There has been a great place of respite in the perennially churning West End: the Atwood home at 66 Commercial, built around 1840 with Greek Revival-style details and owned by the same family since at least the 1880s. That’s right. The eighteen eighties. In those days, it was the home of Capt. Rodolphus Hatch Atwood (1829-1890), who left it to his widow, Mary Elizabeth (Nye) Atwood (1836-1925). When she was 75 years old, she conveyed the title to her son, Franklin Nye “Frank” Atwood (1872-1946), a house painter, with the condition — in the deed itself — that he would
cause said Mary E. Atwood to be boarded, supported, and maintained in sickness and in health on said premises and to pay for medicines and medical treatment during said Mary E. Atwood’s lifetime, and at her death to pay her reasonable funeral expenses.

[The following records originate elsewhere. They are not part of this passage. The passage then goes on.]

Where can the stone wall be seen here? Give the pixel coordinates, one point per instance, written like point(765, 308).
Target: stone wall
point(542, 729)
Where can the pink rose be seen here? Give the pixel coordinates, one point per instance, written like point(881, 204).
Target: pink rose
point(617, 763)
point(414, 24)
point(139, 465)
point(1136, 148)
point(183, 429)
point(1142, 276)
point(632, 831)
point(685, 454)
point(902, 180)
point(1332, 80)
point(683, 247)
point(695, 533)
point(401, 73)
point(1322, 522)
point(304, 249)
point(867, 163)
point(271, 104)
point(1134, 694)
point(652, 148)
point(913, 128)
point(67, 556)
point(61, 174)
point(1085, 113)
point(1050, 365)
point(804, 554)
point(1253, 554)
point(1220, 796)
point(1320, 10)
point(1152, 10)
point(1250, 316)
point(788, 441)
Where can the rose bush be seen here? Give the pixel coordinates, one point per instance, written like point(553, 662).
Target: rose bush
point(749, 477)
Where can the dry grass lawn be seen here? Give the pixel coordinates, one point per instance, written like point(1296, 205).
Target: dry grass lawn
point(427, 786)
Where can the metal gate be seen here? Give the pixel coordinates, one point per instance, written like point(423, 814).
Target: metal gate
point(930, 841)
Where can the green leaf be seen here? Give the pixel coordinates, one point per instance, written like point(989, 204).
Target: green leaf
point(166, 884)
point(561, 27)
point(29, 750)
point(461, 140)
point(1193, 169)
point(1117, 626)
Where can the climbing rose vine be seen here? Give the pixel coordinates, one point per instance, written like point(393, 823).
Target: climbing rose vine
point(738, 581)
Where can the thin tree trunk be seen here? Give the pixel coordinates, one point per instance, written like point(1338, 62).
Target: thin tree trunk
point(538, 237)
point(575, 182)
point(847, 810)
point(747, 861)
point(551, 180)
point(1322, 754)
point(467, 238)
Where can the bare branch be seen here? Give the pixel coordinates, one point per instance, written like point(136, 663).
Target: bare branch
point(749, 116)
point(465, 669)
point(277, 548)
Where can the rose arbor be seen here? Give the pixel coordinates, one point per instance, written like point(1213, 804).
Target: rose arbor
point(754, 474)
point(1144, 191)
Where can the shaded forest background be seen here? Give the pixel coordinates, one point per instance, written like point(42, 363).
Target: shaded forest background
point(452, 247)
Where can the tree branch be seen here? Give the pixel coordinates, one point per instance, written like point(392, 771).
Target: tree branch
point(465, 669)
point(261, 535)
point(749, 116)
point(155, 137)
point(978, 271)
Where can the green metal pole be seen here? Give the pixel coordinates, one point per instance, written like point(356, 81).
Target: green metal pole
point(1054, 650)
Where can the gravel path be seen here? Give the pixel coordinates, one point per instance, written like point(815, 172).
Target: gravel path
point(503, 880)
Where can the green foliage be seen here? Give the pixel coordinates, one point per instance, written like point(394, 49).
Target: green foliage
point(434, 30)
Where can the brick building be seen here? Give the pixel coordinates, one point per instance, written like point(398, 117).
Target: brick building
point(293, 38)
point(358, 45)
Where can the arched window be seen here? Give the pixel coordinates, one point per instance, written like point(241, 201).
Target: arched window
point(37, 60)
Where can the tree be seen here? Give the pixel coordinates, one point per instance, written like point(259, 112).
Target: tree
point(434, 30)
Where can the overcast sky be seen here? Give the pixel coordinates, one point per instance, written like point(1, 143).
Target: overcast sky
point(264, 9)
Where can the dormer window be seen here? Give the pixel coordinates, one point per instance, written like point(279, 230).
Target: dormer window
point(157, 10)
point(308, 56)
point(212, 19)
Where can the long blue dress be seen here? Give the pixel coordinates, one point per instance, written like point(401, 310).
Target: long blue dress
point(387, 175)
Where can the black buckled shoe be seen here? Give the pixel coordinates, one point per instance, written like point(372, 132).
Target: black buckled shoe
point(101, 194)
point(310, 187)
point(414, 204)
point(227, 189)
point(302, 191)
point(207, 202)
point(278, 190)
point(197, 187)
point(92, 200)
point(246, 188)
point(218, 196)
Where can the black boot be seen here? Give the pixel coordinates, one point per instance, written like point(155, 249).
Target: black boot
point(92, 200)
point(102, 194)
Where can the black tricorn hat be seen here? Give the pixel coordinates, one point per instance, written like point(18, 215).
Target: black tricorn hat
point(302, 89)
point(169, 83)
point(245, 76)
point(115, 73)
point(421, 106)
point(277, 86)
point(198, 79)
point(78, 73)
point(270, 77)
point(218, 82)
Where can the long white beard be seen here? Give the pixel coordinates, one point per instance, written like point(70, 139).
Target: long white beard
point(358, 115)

One has to wonder whether Frank imagined he was signing up for 14 years of “Atwoodcare.” He married Emma Jane Hill (±1893-1949), and the couple had two children: Lloyd Chester Atwood (1915-1971), an electrical contractor, and Shirley Eileen Atwood (±1924-1951). Lloyd married Josephine Elizabeth Barker (1918-1972), a graduate of William and Mary College who served as a social worker in the Provincetown Welfare Department. Their two children, Lillian Atwood Chase and Margaret Atwood Naqi, now in their 70s, continue to own their great-grandfather’s home.
For a view of the rear cottage, please see 66 Commercial Street.
¶ Last updated on 5 July 2018.
Zoë Lewis wrote on 26 July 2014: I just went to a yard sale at 66 Commercial and met some of the Atwood family. The lady said the house has been in her family for six generations and they are going to sell it. She said it hasn’t changed much over the years. She said the house wasn’t a “floater,” but was made from left-over parts of “floaters.”